As you can see at 1:08 in my video, in its 2012 arsenic-in-rice exposé, Consumer Reports recommended adults eat no more than an average of two servings of rice a week or three servings a week of rice cereal or rice pasta. In its later analysis, however, it looked like “rice cereal and rice pasta can have much more inorganic arsenic—a carcinogen—than [its] 2012 data showed,” so Consumer Reports dropped its recommendation down to from three weekly servings to a maximum of only two, and that’s only if you’re not getting arsenic from other rice sources. As you can see from 1:29 in my video, Consumer Reports came up with a point system so people could add up all their rice products for the week to make sure they’re staying under seven points a week on average. So, if your only source of rice is just rice, for example, then it recommends no more than one or two servings for the whole week. I recommend 21 servings of whole grains a week in my Daily Dozen, though, so what to do? Get to know sorghum, quinoa, buckwheat, millet, oatmeal, barley, or any of the other dozen or so common non-rice whole grains out there. They tend to have negligible levels of toxic arsenic.

Rice accumulates ten times more arsenic than other grains, which helps explain why the arsenic levels in urine samples of those who eat rice tend to consistently be higher than those who do not eat rice, as you can see at 2:18 in my video. The FDA recently tested a few dozen quinoa samples, and most had arsenic levels below the level of detection, or just trace amounts, including the red quinoas that are my family’s favorite, which I was happy about. There were, however, still a few that were up around half that of rice. But, overall, quinoa averaged ten times less toxic arsenic than rice. So, instead of two servings a week, following the Consumer Reports recommendation, you could have 20. You can see the chart detailing the quinoa samples and their arsenic levels at 2:20 in my video.
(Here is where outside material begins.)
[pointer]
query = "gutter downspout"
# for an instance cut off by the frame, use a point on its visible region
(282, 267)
So, diversifying the diet is the number-one strategy to reduce exposure of arsenic in rice. We can also consider alternatives to rice, especially for infants, and minimize our exposure by cooking rice like pasta with plenty of extra water. We found that a 10:1 water-to-rice ratio seemed best, though the data suggest the rinsing doesn’t seem to do much. We can also avoid processed foods sweetened with brown rice syrup. Is there anything else we can do at the dining room table while waiting for federal agencies to establish some regulatory limits?

What if you eat a lot of fiber-containing foods with your rice? Might that help bind some of the arsenic? Apparently not. In one study, the presence of fat did seem to have an effect, but in the wrong direction: Fat increased estimates of arsenic absorption, likely due to the extra bile we release when we eat fatty foods.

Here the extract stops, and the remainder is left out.